多文化共生という言葉がよく使われるが、通常外国人住民支援を意味する。渋谷の場合、外国人観光客が多いとはいえ、たとえば、大久保のようにアジアの人たちと共生する街というわけではない。渋谷の多文化は都市のさまざまな姿が狭い範囲に集まっているということにその特徴がある。遠方からの来訪者の多い繁華街、高級住宅地、裏町、そして日本一ともいわれる大規模なラブホテル街やライブハウスの街。隣接しあうそれぞれの街は別の文化圏にあるといってもよく、共生しているというより、互いに見ないことにしているというのが実情のようだ。

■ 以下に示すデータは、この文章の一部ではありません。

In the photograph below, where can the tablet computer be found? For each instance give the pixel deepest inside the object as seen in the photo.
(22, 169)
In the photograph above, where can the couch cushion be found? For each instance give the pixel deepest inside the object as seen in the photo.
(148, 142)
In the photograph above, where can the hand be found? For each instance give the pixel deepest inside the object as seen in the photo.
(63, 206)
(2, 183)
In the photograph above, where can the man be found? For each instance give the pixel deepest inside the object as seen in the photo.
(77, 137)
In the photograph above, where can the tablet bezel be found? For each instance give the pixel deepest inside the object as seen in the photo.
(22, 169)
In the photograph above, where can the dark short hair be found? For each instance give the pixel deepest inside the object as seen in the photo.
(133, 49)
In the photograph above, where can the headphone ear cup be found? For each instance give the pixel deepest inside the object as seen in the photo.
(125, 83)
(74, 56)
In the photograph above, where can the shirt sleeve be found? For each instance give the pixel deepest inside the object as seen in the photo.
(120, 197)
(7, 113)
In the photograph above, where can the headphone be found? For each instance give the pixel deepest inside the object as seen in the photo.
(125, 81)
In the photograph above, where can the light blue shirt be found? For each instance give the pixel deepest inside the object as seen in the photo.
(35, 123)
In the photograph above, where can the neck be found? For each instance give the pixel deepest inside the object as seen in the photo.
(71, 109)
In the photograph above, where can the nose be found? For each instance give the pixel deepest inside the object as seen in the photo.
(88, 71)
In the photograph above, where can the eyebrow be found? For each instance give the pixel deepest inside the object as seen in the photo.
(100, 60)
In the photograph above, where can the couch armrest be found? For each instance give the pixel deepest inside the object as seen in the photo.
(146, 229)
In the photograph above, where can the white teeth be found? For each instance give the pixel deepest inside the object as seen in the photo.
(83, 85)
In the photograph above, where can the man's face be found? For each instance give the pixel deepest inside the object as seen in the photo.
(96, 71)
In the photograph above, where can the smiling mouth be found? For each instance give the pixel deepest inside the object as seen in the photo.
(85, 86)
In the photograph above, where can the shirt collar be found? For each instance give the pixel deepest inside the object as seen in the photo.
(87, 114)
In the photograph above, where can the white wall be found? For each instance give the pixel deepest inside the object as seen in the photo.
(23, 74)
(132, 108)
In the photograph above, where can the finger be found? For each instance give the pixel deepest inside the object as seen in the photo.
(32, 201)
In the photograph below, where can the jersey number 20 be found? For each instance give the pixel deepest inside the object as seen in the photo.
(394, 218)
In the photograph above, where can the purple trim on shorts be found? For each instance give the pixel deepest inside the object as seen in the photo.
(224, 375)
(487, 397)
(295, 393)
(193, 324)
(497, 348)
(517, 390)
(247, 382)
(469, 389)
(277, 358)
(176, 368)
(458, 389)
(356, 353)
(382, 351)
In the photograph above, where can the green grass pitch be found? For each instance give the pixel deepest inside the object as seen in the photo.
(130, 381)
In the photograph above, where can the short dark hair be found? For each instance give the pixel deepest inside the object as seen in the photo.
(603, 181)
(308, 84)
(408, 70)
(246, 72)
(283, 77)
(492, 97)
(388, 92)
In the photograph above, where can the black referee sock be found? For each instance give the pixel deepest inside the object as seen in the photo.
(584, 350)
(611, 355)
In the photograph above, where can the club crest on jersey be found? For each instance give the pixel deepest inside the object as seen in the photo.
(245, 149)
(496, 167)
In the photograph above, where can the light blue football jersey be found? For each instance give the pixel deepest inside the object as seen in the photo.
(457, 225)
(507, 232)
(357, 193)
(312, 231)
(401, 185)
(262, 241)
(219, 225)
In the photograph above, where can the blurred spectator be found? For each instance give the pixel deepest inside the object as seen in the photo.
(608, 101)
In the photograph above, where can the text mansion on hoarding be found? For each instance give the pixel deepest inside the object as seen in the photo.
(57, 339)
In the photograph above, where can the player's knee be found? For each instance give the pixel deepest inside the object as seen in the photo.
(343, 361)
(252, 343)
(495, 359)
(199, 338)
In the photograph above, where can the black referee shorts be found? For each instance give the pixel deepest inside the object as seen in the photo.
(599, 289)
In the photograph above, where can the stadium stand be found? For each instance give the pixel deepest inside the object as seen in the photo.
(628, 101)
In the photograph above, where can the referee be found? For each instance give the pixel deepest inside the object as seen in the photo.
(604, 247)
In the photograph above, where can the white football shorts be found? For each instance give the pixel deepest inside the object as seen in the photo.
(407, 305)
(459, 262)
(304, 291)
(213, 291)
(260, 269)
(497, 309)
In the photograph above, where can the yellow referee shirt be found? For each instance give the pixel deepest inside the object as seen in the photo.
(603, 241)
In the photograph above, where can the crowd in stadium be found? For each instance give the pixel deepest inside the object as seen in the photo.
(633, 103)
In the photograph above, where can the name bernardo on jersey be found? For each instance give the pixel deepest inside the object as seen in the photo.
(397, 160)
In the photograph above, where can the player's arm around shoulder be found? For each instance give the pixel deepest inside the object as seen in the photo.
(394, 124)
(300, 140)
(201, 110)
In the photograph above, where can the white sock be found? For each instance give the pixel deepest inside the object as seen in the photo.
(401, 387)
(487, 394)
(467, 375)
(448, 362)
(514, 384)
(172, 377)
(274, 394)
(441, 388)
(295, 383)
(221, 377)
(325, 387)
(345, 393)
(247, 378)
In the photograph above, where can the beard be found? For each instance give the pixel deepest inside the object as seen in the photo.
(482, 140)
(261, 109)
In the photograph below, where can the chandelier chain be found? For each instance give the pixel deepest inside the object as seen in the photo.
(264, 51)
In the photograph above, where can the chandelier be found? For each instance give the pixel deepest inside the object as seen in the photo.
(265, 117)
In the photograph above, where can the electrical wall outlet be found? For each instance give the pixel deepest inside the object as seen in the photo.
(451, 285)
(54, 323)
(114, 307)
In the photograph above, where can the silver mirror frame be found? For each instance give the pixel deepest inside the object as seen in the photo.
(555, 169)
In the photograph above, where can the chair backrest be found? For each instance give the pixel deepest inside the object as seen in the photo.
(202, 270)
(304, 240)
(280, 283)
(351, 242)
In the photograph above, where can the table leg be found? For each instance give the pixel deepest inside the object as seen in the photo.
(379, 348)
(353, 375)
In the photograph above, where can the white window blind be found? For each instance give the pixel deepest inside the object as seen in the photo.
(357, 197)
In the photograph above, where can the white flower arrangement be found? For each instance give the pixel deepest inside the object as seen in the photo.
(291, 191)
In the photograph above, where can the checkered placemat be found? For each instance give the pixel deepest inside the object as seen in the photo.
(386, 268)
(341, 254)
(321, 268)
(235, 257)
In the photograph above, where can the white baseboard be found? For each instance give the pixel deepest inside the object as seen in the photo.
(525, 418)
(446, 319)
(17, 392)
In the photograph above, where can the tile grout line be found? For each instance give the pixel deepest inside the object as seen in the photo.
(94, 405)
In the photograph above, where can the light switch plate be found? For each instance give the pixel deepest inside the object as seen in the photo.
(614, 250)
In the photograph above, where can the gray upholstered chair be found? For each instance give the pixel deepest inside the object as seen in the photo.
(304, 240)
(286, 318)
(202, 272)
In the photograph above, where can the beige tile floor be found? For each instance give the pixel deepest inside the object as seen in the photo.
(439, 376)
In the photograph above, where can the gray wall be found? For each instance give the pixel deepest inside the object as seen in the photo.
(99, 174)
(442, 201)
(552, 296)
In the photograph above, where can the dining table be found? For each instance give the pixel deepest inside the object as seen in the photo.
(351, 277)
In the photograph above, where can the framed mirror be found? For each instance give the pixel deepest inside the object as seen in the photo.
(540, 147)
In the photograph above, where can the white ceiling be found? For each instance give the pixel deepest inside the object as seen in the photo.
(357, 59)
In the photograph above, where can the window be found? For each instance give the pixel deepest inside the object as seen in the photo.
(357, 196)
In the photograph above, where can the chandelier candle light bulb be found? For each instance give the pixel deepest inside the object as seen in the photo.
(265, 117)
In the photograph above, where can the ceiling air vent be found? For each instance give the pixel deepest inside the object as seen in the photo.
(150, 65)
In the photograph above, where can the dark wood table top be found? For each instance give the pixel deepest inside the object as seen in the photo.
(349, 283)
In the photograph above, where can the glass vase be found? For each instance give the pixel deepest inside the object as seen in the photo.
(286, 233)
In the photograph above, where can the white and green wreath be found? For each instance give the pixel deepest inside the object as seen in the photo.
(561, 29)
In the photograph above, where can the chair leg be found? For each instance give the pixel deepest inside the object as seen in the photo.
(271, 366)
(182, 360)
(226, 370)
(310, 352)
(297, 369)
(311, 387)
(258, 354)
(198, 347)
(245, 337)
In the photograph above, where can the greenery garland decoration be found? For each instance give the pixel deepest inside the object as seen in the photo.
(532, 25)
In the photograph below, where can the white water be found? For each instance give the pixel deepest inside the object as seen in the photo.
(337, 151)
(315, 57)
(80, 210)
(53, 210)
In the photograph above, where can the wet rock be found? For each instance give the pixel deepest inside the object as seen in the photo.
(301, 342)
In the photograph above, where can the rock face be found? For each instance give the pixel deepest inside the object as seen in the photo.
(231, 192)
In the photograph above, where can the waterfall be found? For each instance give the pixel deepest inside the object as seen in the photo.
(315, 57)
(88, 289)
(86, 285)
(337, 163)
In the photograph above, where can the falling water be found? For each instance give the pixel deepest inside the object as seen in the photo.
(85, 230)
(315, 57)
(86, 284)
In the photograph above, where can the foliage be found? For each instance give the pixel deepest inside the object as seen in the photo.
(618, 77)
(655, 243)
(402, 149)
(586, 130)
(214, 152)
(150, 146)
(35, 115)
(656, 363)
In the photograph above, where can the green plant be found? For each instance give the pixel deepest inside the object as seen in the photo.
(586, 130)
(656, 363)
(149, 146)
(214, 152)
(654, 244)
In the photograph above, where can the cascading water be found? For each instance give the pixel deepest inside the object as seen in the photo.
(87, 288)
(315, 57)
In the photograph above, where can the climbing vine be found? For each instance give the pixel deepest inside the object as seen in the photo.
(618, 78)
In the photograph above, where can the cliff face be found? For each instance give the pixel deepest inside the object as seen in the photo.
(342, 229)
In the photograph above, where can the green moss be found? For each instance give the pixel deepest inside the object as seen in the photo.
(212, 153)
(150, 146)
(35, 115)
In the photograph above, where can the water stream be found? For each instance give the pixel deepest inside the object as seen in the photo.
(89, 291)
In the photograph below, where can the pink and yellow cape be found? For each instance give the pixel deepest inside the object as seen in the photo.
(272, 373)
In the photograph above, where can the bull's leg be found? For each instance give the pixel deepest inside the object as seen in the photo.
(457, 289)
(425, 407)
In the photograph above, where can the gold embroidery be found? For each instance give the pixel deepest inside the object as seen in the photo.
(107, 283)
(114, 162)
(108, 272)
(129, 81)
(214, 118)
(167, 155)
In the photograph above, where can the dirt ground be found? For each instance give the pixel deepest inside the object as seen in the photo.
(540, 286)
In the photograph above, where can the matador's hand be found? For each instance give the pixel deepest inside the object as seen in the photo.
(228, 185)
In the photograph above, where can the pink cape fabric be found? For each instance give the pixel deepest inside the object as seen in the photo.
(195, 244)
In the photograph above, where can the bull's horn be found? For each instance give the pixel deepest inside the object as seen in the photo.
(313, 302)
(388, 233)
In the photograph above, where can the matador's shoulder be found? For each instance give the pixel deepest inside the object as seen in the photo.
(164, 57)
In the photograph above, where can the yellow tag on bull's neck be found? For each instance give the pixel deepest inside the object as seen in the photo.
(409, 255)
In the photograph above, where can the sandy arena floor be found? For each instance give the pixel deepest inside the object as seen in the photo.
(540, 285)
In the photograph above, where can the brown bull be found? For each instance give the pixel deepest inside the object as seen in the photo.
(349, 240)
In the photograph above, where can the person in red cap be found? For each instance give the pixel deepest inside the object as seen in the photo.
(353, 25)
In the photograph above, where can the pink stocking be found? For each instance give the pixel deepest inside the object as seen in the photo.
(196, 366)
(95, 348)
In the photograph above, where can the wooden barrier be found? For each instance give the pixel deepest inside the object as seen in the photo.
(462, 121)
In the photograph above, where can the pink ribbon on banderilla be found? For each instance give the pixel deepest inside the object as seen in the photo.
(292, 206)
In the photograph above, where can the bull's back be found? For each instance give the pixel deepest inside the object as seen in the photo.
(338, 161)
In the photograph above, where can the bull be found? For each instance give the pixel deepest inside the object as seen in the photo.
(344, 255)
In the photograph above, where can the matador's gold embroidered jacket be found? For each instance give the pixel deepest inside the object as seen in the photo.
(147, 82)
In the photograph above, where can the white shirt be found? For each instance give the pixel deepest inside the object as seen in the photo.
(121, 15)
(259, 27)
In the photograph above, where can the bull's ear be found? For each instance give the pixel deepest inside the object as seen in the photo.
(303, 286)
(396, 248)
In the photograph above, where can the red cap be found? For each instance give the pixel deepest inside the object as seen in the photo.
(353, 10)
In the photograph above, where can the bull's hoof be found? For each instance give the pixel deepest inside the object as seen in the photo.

それぞれの街は、銀座はもちろんのこと、新宿の西口、東口、新宿3丁目、歌舞伎町のどことも似ていない個性を発揮している。しかし、渋谷のすべてを知ろうとする人、関心をもつ人はめずらしいだろう。多文化共生というより他文化無関心というべきか。いや、それどころか、渋谷のすべてに全く興味を持たない人たちの多いことも事実なのだ。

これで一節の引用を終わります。